Consequently, the ANC and the black middle have inherited related historical structural constraints of limiting their opportunities for capitalist development due to the domination of white monopoly capital over the economy and the black masses demanding that the legacy of Apartheid poverty and inequality be addressed. However, the ANC chose to promote neo-liberal capitalist growth that had been started by the Apartheid government. In this approach a few ANC leaders were well rewarded and given concessions and became shareholders in the companies of white monopoly capital. Beyond this the ANC pushed on with using the state as its key instrument for capital accumulation by its leadership at all levels. This included Black Economic Empowerment legislation, abuse of parastatal companies, extreme corruption in major state projects like the arms deal, the Gautrain, Eskom and state tenders. This wealth accumulation by the black elite has been rapid and brazen with conspicuous consumption while at the same time the black masses have suffered further impoverishment with the highest level of inequality in the world and poverty affecting 70% of the black masses.
Moreover the ascendancy of the Zuma faction of the ANC coincided with the global economic crisis and limited the state’s ability to ensure concessions to the working class. Instead the Zuma regime has been borrowing money excessively to fund more massive state projects that are likely to benefit the corrupt black elite and white monopoly capital most. In this context the bigger crisis for the ANC is the working class masses. The masses are forced to respond to their worsening situation and increasingly are seeing that the ANC is at the head of attacks against their living standards. With heightened political awareness and stronger organization they pose the biggest threat to the ANC and eventually the capitalist system.

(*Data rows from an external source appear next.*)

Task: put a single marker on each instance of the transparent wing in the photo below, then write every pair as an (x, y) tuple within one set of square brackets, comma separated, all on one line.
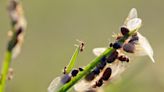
[(132, 14), (55, 85), (98, 51), (144, 47)]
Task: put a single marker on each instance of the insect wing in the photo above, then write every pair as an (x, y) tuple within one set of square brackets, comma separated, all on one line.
[(144, 48), (134, 24), (98, 51), (132, 14)]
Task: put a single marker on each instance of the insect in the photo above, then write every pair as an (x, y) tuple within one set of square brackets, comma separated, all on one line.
[(117, 61), (63, 79)]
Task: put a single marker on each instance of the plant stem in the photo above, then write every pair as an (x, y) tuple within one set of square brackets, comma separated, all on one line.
[(93, 63), (4, 70)]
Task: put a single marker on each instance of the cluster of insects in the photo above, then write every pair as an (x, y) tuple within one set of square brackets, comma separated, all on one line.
[(114, 64)]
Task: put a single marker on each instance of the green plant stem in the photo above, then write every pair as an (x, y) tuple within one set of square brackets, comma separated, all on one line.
[(93, 63), (4, 70), (72, 61)]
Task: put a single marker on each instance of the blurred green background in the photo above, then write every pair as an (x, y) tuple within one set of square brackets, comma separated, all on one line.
[(53, 26)]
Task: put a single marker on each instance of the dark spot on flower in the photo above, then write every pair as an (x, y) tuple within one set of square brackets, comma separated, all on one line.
[(74, 72), (107, 73), (112, 57)]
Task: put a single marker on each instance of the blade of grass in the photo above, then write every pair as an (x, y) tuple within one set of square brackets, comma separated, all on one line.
[(73, 60), (93, 63)]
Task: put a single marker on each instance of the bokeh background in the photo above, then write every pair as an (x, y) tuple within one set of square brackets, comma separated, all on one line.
[(54, 26)]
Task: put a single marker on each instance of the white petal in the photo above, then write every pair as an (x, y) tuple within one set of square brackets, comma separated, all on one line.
[(98, 51), (134, 24), (132, 14), (143, 42)]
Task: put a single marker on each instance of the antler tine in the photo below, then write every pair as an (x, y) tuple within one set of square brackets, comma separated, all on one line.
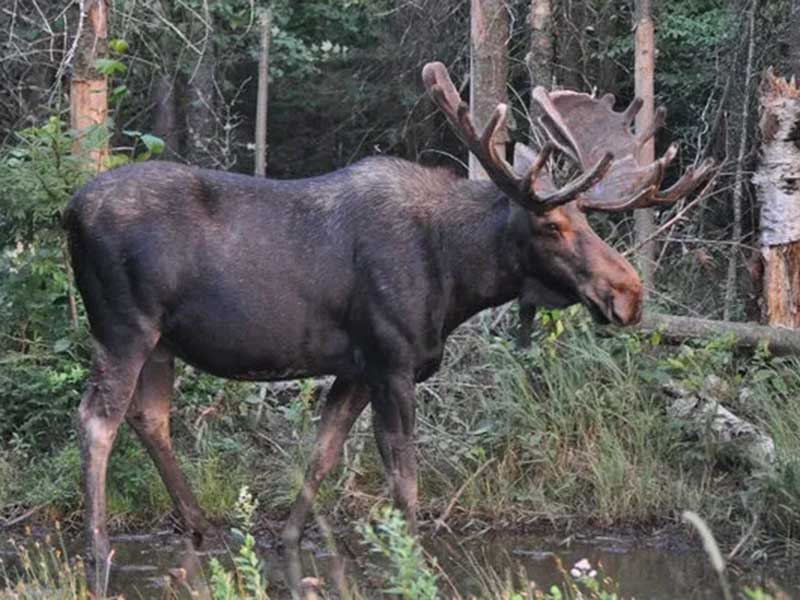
[(633, 109), (541, 161), (488, 146), (690, 181), (576, 187), (643, 192), (520, 189)]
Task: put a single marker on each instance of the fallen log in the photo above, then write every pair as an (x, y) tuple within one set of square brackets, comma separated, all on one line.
[(779, 340)]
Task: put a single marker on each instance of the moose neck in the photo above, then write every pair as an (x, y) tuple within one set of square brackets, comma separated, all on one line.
[(484, 246)]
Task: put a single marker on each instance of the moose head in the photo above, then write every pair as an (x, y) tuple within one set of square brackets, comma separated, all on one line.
[(566, 262)]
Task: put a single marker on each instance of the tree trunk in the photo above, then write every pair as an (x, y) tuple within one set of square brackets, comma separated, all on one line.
[(201, 110), (488, 69), (541, 56), (571, 28), (644, 87), (777, 183), (165, 119), (738, 183), (262, 98), (778, 340), (89, 88), (793, 41)]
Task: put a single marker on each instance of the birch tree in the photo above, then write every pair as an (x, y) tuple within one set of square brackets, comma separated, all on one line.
[(488, 68), (89, 87), (644, 88), (778, 192)]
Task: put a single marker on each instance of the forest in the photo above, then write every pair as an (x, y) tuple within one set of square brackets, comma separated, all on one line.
[(559, 454)]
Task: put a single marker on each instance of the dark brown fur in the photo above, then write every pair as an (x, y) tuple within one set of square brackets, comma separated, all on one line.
[(361, 274)]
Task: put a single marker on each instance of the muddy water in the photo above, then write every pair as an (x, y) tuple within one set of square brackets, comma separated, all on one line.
[(145, 564)]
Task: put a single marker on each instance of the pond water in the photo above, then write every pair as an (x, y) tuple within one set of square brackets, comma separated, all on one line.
[(143, 564)]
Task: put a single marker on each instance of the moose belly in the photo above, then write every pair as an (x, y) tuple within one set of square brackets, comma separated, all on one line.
[(268, 343)]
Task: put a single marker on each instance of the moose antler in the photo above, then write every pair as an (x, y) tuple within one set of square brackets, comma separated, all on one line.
[(585, 127), (524, 189)]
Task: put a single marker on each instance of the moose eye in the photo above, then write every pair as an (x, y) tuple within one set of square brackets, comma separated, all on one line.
[(552, 228)]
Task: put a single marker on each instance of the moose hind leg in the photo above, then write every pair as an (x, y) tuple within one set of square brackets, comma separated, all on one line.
[(345, 401), (102, 409), (148, 415), (394, 423)]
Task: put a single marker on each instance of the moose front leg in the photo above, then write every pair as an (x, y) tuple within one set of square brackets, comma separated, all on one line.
[(148, 415), (394, 422), (102, 410)]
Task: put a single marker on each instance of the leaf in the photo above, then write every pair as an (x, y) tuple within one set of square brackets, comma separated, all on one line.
[(118, 45), (155, 145), (62, 345), (110, 66)]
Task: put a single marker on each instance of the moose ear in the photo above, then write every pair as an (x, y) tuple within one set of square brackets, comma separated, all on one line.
[(523, 159)]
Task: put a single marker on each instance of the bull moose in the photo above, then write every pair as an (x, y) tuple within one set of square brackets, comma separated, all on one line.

The ANC’s hypersensitivity to criticism and its attack against Murray and the Spear painting is therefore part of a growing conservatism and repression by the ANC government. This is in response to the emerging threat by the masses to its political domination and control over the state as its main means of preserving its newly claimed social status as a wealthy black capitalist elite. This black elite is inextricably tied to and intertwined with the dominant social class in South Africa, white monopoly capital and the entire capitalist system that breeds ever expanding poverty and inequality. Repression is the only realistic means for preserving this status-quo, as fundamental and meaningful social reforms are not possible in the context of international economic crisis.
We must mobilise against the ANC’s attempts to undermine democratic rights and freedoms. As a famous Russian revolutionary, Leon Trotsky, once wrote in response to the Mexican Stalinist Communist Party’s support for legislation that was aimed at curbing freedom of expression (ostensibly of the liberal bourgeoisie of Mexico),
“Theory, as well as historic experience, testifies that any restriction to democracy in bourgeois society, is eventually directed against the proletariat. Bourgeois democracy is usable by the proletariat only insofar as it opens the way for development of the class struggle.”